# Chewing furniture



## lynzross (Apr 28, 2012)

Help - my two cockatiels are destroying my living room - they have eaten through whole slats on my wooden blinds, bit chunks out of my table, and have nibbled all the pattern work off a mirror, they are so quick by the time you notice them, the damage is done.

What can I do to stop them doing this, is there anything i can put on things to discourage them from biting the wood or is it just behavourial.

Thanks 

Lynz


----------



## Dreamcatchers (Apr 17, 2011)

Do you have wooden perches for them? I have never had my tiels chew furniture but they can destroy a natural wood perch in a matter of a few hours. I don't know of anything you can use to discourage them but if you offer them wooden perches and toys to chew instead, they may leave your furniture alone. Make sure any wood is birdsafe.


----------



## mikec2003 (May 28, 2011)

You can try a bitter apple spray.

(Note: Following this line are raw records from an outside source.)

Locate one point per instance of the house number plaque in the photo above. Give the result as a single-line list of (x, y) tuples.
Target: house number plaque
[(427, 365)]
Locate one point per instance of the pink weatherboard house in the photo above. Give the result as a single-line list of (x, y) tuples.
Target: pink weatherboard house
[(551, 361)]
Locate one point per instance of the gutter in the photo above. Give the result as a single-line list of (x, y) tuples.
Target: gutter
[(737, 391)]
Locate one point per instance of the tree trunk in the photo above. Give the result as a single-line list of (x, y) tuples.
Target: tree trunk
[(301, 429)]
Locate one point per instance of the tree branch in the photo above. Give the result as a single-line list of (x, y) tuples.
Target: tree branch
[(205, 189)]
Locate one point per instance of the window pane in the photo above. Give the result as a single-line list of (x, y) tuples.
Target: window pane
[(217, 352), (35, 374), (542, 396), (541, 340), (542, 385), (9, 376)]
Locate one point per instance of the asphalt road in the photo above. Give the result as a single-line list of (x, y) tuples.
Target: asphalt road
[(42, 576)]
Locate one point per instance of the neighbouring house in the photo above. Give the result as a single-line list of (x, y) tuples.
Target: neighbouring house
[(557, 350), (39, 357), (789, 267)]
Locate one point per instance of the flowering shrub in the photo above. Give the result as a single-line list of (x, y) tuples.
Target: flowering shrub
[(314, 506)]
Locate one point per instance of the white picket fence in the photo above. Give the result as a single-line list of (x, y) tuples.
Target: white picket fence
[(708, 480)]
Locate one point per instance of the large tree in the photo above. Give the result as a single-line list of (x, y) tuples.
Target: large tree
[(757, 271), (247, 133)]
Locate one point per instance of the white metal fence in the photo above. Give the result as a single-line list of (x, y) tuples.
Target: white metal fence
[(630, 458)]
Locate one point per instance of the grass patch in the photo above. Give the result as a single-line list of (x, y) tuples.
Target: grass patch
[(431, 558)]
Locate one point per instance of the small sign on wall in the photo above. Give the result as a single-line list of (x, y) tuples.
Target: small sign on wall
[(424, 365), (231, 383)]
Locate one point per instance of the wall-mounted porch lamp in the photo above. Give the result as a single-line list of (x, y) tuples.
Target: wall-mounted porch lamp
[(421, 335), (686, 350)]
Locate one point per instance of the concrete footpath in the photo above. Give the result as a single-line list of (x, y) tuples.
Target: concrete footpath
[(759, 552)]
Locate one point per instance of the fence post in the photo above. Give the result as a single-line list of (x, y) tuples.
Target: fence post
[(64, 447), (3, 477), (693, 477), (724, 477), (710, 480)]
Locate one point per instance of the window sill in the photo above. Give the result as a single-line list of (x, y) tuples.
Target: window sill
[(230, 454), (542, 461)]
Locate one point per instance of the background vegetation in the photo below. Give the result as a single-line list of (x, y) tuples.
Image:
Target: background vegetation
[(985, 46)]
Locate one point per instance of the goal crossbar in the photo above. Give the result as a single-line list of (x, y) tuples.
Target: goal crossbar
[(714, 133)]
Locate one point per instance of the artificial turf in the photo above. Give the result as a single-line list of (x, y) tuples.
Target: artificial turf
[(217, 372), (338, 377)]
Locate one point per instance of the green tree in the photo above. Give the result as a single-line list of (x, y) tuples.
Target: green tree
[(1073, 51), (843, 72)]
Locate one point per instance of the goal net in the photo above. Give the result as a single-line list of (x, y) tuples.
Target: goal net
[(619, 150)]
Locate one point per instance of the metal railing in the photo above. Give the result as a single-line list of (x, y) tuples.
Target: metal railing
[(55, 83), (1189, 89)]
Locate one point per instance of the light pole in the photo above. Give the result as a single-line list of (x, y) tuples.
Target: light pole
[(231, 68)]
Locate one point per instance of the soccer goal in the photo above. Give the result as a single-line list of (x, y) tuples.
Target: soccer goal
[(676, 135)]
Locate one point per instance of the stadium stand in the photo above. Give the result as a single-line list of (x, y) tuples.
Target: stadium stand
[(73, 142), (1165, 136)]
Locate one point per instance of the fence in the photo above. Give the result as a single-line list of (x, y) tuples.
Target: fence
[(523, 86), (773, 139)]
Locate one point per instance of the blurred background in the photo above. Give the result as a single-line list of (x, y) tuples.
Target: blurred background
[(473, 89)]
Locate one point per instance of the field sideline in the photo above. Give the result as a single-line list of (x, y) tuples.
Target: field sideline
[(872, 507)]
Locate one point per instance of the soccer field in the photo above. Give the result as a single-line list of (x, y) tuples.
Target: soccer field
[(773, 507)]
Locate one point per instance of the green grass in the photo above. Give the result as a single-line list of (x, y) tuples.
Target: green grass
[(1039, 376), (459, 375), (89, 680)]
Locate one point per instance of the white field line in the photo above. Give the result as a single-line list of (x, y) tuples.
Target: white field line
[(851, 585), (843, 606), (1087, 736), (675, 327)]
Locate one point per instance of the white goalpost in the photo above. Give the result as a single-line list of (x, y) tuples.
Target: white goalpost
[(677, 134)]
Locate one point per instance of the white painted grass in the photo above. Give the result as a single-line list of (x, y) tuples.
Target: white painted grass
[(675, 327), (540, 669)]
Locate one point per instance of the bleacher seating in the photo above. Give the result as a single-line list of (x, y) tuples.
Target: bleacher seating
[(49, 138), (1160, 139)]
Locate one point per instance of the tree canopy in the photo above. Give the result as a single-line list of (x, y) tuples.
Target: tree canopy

I tried it to get Clyde to stop chewing on wires, but her urge to chew was stronger than the bitter taste of the spray, but other birds may react better to it. In the end I wound up giving her treats when she was near the wires and didn't chew them, and that worked well.


----------



## New2Cockatiels (Jun 2, 2012)

Wow I didn't know cockatiels would do that!!! My Parrotlet is a big chewer so he goes thru loads of toys. As long as he has something safe to chew, he leaves other things alone. If he's out without a toy or Nutriberry, he will get into trouble. Maybe add more appropriate chew-things while they are out?


----------



## lynzross (Apr 28, 2012)

They have wooden perches and natural branchlike perches and they also have a natural wooden playgym and they don't bite any off them - they love those hanging ones (think they are made of willow) they have just destroyed the latest one so maybe thats why they have moved on to the furniture. They also like the plaited shredders so I think i'll start by hanging strips of that where they are chewing (only hope it doesn't encourage them more) i'll also try the nutriberry.

Thanks for your ideas


----------



## Indigobug1987 (Feb 18, 2012)

I was going to suggest the bitter apple spray too but i see someone beat me to it. I havn't used it myself on a cockatiel but it does work well for dogs. I'm sure the bird will find it just as nasty tasting as a dog would though. Good Luck!


----------